Interventional Experiment Design for Causal Structure Learning
This work addresses a fundamental challenge in causal inference for researchers and practitioners, offering incremental algorithmic improvements for intervention design in structure learning.
The paper tackles the problem of learning causal directed acyclic graphs (DAGs) beyond Markov equivalence by designing non-adaptive interventions with a budget constraint, aiming to maximize the number of edges whose directions are identified. It proposes efficient algorithms for tree structures and extends them to general causal structures, with evaluation on synthetic and real data showing improved edge identification.

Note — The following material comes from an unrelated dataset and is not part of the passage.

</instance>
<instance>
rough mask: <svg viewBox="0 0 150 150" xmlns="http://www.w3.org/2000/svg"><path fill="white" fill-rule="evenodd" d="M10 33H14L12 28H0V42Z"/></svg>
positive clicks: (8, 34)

It is known that from purely observational data, a causal DAG is identifiable only up to its Markov equivalence class, and for many ground truth DAGs, the direction of a large portion of the edges will be remained unidentified. The golden standard for learning the causal DAG beyond Markov equivalence is to perform a sequence of interventions in the system and use the data gathered from the interventional distributions. We consider a setup in which given a budget $k$, we design $k$ interventions non-adaptively. We cast the problem of finding the best intervention target set as an optimization problem which aims to maximize the number of edges whose directions are identified due to the performed interventions. First, we consider the case that the underlying causal structure is a tree. For this case, we propose an efficient exact algorithm for the worst-case gain setup, as well as an approximate algorithm for the average gain setup. We then show that the proposed approach for the average gain setup can be extended to the case of general causal structures. In this case, besides the design of interventions, calculating the objective function is also challenging. We propose an efficient exact calculator as well as two estimators for this task. We evaluate the proposed methods using synthetic as well as real data.